LESERINNENBRIEFE :
Wider alle Vernunft
■ betr.: „Bald womöglich letzter Autoreisezug“, taz vom 25. 11. 13
Für Bahn-Chef Rüdiger Grube ist die Standsicherheit vieler Eisenbahnbrücken in Kürze nicht mehr gewährleistet. Das Trimmen der Bahn AG auf einen Börsengang hat einen Verschleiß der Infrastruktur (Brücken, Gleise, Weichen, Signalanlagen) zur Folge. Jetzt warnt Grube davor, dass sich der Investitionsstau beim Erhalt der Infrastruktur bis 2020 auf märchenhafte 50 Milliarden Euro aufsummieren wird. Umso unverständlicher ist es, dass die Bahn-Vorstände das politische Prestigeprojekt Stuttgart 21 wider alle Vernunft durchziehen wollen. Mit dem ohnehin zweifelhaften Versprechen von Fahrzeitverkürzungen infolge des Tiefbahnhofs wollten uns CDU und SPD das milliardenteure Unsinnsprojekt schmackhaft machen. Jetzt stellt sich heraus, dass die Vernachlässigung der bestehenden Infrastruktur Verspätungen zur Folge haben wird, die der Tiefbahnhof nie und nimmer wettmachen kann.
Wann haben CDU und SPD sowie die Bahn AG endlich den Mut, ihre verbohrte S-21-Politik als verhängnisvollen Fehler zulasten der Bahnkunden einzugestehen? NIKOLAUS GEILER, Freiburg
Einsame Spitze
■ betr.: „verboten“, taz vom 21. 11. 13
Auch wenn ich verboten manchmal auch verboten finde: Die Verabschiedung von Dieter Hildebrandt heute war einsame Spitze. Das muss man euch erst einmal nachmachen. Sie zeigt, dass man sich über die taz bisweilen zwar richtig ärgern kann, sie aber im deutschen Zeitungswald doch etwas ganz Besonderes und gar Einmaliges darstellt: eine Todesnachricht als gelungener Witz, der den Ernst und die Trauer um den Verlust von Dieter erst so richtig zum Ausdruck bringt! Ich habe bisher eine solche Verbindung nicht für möglich gehalten und bin mir sicher, dass dies voll im Sinne dieses ganz Großen unter den Kabarettisten gewesen wäre. Respekt, verboten-Redaktion! HELMUT KÜSTER, Niederkrüchten
Ein vernünftiges Projekt
■ betr.: „Schlechtes Karma“, taz vom 24. 11. 13
André Sebastiani und 2.300 Unwissende poltern gegen ein vernünftiges Projekt des Hamburger Schulsenators. Es ist absoluter Unsinn, Parawissenschaft und Esoterik, Priesterwesen der Lehrer, Karma als Hauptfach und Hellsichtigkeit als Lehrvoraussetzung anzuführen.

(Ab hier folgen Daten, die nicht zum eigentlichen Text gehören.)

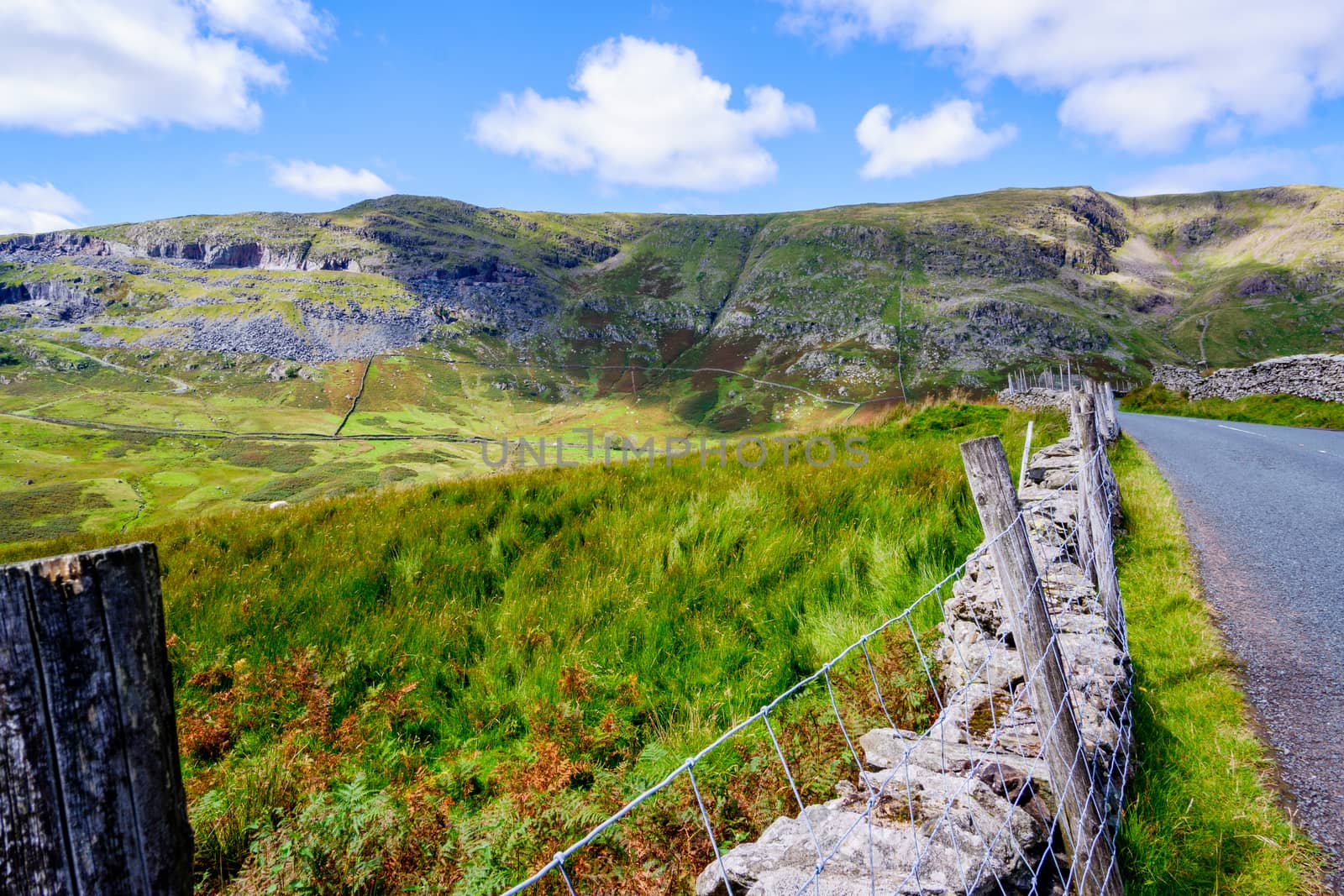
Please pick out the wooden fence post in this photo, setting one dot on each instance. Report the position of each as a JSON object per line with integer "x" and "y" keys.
{"x": 1095, "y": 511}
{"x": 1019, "y": 580}
{"x": 91, "y": 785}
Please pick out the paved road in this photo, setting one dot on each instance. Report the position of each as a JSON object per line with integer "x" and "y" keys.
{"x": 1265, "y": 508}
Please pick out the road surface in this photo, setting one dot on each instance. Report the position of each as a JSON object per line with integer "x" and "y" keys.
{"x": 1265, "y": 510}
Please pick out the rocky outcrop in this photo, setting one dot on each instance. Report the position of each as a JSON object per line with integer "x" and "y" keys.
{"x": 1035, "y": 399}
{"x": 1319, "y": 376}
{"x": 51, "y": 301}
{"x": 965, "y": 808}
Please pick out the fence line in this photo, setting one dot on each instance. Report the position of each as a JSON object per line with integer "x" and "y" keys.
{"x": 1018, "y": 783}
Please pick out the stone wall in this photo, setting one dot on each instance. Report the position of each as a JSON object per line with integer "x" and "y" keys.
{"x": 1320, "y": 376}
{"x": 1035, "y": 399}
{"x": 967, "y": 806}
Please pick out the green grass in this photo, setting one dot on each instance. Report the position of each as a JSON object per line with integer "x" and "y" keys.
{"x": 1202, "y": 815}
{"x": 1281, "y": 410}
{"x": 438, "y": 687}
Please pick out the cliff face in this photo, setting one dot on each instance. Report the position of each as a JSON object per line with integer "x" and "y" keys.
{"x": 954, "y": 289}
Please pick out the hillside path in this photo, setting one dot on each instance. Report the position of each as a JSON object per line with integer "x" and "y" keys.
{"x": 1265, "y": 510}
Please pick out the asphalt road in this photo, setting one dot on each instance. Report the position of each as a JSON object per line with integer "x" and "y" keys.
{"x": 1265, "y": 510}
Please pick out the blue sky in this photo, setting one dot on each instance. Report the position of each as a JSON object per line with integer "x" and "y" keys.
{"x": 134, "y": 109}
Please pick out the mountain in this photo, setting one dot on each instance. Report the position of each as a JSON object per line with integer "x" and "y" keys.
{"x": 869, "y": 298}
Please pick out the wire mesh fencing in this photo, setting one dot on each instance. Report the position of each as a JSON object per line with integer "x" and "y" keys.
{"x": 974, "y": 743}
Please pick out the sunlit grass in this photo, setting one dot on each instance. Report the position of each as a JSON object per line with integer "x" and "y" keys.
{"x": 1202, "y": 817}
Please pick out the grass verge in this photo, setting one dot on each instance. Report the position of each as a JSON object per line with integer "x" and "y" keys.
{"x": 433, "y": 689}
{"x": 1202, "y": 815}
{"x": 1281, "y": 410}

Das ist Idiotie. Als Grundschullehrer fehlbesetzt. Seit Kurzem gibt es einen Nobelpreisträger, Thomas Südhoff, der Waldorfschüler gewesen ist. In Baden-Württemberg machen im Schnitt die Waldorfschüler das beste staatliche Abitur. PETER FINCKH, Ulm
Dünger fürs Blühen
■ betr.: „Schlechtes Karma“, taz vom 24. 11. 13
Ich denke, vor allem seit ich erwachsene, ehemalige Waldorfschüler kennenlernen konnte, dass es kaum eine bessere Schulform geben kann. Waldorfpädagogik erzieht ihre Schüler zu freiem, kreativem Denken und Handeln und zum konstruktiven Hinterfragen. Für den Staat ist das unbequem, wenn nicht sogar beängstigend. Für eine Gesellschaft kann es aber der richtige Dünger sein, der sie ganzheitlich und nachhaltig zum Blühen bringt. Anthroposophie ist fast in der Mitte der Gesellschaft angekommen. Und wenn man sich umsieht, kann man feststellen, dass etliche erfolgreiche Unternehmen anthroposophisch geführt und aufgebaut sind. Was Rudolf Steiner angeht, würde ich ihn als undogmatischen und auf freies Denken setzenden Vertreter eines esoterischen Christentums bezeichnen. Seine Anhänger sind das nicht immer, was möglicherweise zu dem seltsamen Bild geführt hat, das man sich von Anthroposophen oft macht. Was das Christentum ganz allgemein angeht: Jesus Christus schien mir auch eher für Freiheit als für Dogma zu stehen. Was seine Anhänger daraus gemacht und wie sie es für ihre Machtansprüche instrumentalisiert haben, ist hinreichend bekannt. Ich wage zu behaupten, dass Karl Marx, wenn er noch lebte und das Scheitern des Kommunismus und des Sozialismus erlebt hätte, heute ein Sympathisant der Anthroposophie sein könnte. Bitte mehr von solchen Schulmodellen wie in Hamburg für die Entwicklung freier Bürger, statt bequem zu manipulierender Duckmäuser! GABI AUTH, Essen
Wieder nur eine Maus
■ betr.: „Klimakonferenz. Friedlich wie ein Kirchentag“, taz vom 23. 11. 13
Selbst angesichts der dramatischen Folgen des Taifuns „Hayan“ auf den Philippinen haben die so zahlreich anwesenden Teilnehmer des Weltklimagipfels nach unsäglichem Gezerre wieder einmal nur eine Maus geboren. Das mehrfach erklärte Ziel, die Erderwärmung auf 2 Grad zu begrenzen, ist angesichts der Uneinigkeit der Staaten und der Unfähigkeit der Menschheit wohl nicht mehr erreichbar.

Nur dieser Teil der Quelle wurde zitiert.